Koronawius. Rekordy zakażeń w Peru, liga ze specjalnym pozwoleniem

Getty Images / Raul Sifuentes / Na zdjęciu: pogrzeb w Peru
Getty Images / Raul Sifuentes / Na zdjęciu: pogrzeb w Peru

Peruwiańska liga kontynuuje rozgrywki piłkarskie, pomimo że w kraju padają rekordy zakażeń koronawirusem. Pracę straciło 7 mln mieszkańców, a rząd próbuje kupić 30 mln szczepionek przeciw COVID-19. Ponownie wprowadzono godzinę policyjną.
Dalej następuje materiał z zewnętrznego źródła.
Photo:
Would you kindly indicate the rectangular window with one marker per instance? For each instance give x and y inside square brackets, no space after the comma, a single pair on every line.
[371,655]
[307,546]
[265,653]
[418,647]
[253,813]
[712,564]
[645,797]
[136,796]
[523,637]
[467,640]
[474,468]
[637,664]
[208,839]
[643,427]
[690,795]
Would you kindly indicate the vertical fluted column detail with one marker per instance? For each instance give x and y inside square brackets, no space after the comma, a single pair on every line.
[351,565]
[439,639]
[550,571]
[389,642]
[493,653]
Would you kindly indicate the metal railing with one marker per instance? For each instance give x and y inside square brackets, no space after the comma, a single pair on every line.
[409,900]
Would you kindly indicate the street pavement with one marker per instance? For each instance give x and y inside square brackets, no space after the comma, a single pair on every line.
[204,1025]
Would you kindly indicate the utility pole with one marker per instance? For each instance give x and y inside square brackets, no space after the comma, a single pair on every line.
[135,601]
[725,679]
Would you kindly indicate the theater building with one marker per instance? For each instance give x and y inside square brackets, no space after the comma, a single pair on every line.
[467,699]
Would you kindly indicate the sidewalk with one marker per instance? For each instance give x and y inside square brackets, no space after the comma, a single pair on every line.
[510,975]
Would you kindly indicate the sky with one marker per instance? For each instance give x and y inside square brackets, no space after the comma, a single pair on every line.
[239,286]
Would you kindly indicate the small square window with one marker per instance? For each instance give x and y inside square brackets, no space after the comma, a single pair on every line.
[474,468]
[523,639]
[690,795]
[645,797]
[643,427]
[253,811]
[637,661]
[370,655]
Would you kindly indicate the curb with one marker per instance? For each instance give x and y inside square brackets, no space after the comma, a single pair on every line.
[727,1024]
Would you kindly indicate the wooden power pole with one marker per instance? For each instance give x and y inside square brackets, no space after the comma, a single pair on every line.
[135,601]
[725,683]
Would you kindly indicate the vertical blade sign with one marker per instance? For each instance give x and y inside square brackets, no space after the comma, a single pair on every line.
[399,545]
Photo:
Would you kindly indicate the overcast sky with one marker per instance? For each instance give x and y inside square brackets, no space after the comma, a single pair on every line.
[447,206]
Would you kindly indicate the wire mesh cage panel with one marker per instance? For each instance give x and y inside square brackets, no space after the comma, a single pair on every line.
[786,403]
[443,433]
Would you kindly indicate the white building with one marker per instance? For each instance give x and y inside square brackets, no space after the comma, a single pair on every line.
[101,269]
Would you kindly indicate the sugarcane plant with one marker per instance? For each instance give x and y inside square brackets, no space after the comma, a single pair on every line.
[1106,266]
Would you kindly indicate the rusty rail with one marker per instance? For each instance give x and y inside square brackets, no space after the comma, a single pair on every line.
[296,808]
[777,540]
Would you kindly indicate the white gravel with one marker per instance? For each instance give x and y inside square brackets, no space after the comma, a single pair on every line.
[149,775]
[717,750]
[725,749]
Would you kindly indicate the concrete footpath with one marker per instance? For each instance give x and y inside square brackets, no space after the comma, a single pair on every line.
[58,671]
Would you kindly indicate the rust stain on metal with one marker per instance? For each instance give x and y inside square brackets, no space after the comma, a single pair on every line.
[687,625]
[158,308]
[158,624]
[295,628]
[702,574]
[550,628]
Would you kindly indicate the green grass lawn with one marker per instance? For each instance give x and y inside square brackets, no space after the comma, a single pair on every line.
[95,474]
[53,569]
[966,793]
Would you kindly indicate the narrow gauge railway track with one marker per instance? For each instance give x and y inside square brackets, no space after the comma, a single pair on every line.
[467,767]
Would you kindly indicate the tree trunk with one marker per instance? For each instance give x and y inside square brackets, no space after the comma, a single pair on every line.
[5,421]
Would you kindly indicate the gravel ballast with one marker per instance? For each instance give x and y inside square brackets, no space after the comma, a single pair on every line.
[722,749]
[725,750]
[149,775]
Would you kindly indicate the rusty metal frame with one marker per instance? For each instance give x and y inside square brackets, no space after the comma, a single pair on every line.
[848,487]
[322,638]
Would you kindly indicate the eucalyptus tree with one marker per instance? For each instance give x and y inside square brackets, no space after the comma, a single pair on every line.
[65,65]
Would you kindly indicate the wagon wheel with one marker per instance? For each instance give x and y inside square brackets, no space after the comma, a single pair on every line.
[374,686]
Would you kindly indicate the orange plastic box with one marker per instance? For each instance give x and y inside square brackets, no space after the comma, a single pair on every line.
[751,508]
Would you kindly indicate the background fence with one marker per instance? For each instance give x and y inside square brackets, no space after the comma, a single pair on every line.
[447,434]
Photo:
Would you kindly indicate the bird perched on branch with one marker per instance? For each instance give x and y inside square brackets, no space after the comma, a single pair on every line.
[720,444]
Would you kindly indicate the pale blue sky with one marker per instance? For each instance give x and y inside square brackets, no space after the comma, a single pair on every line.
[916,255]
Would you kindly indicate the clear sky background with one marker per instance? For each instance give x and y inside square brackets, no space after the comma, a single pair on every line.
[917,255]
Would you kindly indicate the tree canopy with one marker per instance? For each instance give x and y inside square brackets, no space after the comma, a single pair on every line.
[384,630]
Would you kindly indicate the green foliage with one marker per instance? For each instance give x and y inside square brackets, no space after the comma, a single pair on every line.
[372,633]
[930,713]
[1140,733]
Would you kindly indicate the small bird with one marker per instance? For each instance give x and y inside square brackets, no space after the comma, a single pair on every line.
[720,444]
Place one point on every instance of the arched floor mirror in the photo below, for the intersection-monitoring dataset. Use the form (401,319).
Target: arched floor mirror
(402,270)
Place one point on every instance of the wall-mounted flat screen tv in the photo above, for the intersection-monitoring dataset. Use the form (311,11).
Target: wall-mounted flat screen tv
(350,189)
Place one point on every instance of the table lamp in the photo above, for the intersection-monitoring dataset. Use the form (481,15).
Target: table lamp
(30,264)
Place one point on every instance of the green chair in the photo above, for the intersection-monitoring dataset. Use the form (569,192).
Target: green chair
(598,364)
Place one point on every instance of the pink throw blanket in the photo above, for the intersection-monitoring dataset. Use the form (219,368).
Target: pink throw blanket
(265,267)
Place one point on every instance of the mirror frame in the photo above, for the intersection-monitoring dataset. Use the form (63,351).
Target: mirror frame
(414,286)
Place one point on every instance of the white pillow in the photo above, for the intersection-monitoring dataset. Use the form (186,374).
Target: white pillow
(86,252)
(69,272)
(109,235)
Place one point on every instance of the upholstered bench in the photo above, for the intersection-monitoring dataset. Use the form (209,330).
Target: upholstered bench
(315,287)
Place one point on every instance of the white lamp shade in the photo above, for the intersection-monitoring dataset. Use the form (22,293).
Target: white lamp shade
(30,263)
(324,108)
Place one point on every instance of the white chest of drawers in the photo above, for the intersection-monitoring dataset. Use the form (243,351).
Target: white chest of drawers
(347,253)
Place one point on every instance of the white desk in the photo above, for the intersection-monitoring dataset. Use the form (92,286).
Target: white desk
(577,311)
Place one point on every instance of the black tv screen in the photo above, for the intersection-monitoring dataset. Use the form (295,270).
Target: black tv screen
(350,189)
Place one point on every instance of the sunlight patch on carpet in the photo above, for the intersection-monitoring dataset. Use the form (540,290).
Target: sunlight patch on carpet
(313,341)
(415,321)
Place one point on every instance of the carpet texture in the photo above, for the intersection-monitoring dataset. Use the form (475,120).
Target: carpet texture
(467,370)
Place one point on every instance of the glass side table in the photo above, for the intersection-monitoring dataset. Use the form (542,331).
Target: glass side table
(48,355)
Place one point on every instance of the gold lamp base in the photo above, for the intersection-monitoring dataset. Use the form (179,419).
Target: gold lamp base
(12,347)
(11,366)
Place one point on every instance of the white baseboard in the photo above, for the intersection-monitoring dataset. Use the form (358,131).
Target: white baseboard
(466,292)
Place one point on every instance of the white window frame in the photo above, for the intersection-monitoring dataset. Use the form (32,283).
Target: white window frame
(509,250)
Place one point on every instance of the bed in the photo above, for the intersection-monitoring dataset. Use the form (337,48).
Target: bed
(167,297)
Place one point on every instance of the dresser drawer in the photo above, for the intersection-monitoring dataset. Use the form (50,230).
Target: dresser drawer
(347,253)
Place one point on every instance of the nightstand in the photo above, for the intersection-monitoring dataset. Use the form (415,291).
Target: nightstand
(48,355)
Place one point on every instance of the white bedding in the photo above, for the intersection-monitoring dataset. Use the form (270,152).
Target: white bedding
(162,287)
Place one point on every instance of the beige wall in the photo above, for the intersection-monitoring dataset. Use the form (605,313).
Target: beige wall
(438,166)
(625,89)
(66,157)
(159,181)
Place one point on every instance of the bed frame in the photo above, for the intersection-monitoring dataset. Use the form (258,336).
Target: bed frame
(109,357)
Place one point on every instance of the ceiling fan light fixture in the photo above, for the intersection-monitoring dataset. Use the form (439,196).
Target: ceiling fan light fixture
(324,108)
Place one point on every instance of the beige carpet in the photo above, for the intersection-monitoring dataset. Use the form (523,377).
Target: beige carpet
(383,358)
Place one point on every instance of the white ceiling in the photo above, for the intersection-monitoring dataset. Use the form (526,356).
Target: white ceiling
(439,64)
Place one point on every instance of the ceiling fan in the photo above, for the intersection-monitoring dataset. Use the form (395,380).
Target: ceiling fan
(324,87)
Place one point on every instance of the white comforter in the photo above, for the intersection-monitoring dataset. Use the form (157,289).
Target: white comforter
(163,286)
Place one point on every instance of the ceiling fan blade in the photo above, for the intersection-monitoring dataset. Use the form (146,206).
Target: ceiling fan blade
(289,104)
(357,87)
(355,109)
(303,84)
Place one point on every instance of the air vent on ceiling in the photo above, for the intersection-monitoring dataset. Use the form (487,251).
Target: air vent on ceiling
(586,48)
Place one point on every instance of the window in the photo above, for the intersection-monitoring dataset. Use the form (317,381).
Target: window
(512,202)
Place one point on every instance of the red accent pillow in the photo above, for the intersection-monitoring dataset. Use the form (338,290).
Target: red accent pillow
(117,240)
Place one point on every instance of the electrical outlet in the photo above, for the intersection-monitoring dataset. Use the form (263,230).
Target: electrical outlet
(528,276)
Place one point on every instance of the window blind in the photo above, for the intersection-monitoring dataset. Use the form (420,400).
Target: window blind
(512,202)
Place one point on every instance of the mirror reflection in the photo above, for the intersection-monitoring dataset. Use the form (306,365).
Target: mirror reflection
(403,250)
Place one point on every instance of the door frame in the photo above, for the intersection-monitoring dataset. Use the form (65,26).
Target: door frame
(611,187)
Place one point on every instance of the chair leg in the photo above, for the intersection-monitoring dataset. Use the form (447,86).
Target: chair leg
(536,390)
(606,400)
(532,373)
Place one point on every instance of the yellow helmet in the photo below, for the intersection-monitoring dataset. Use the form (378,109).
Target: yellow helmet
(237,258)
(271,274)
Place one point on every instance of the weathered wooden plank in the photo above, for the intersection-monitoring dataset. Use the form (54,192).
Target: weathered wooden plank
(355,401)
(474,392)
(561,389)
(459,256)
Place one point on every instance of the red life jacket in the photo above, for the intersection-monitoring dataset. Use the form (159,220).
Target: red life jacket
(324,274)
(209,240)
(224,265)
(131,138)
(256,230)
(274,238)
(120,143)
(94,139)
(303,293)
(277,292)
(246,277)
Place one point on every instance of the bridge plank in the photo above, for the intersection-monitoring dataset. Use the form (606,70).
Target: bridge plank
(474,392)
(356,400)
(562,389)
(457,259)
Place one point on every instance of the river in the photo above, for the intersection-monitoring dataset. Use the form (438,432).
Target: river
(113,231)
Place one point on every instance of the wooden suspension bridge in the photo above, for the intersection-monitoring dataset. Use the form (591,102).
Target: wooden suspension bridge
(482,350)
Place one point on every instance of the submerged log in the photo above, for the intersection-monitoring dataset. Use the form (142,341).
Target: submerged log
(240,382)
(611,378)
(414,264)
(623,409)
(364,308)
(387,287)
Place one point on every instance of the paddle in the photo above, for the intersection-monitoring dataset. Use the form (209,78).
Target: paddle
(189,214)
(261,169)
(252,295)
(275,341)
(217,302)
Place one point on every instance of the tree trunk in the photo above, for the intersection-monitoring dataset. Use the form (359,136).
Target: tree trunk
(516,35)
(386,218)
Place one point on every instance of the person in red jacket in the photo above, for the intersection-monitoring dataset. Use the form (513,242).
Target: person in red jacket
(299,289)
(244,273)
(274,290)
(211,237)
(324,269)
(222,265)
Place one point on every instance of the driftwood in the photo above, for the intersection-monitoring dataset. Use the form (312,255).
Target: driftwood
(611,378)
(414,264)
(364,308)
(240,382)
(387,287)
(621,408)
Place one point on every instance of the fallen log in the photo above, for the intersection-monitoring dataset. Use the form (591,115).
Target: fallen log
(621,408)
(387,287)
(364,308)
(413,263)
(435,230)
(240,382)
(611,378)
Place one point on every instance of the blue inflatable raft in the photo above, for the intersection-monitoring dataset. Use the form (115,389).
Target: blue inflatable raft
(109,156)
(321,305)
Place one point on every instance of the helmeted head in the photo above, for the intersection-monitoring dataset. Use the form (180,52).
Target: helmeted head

Władze peruwiańskiej ligi dostały specjalną zgodę od rządu na rozegranie w niedzielę meczów piłkarskich. Nie było to takie pewne, ponieważ sytuacja w kraju jest katastrofalna. 16 sierpnia odnotowano rekord zakażeń i po raz pierwszy słupek przypadków przekroczył 10 tysięcy jednego dnia.

Rząd zdecydował się wprowadzić godzinę policyjną w każdą niedzielę, aż do odwołania. Twierdzi, że "duże spotkania rodzinne zadecydowały o zwiększeniu zakażeń w społeczeństwie".

Peru, które ma 33 miliony mieszkańców, potwierdziło już 600 tysięcy zakażeń. Tylko w pięciu krajach na świecie odnotowano ich więcej (USA, Rosja, Brazylia, Indie, RPA).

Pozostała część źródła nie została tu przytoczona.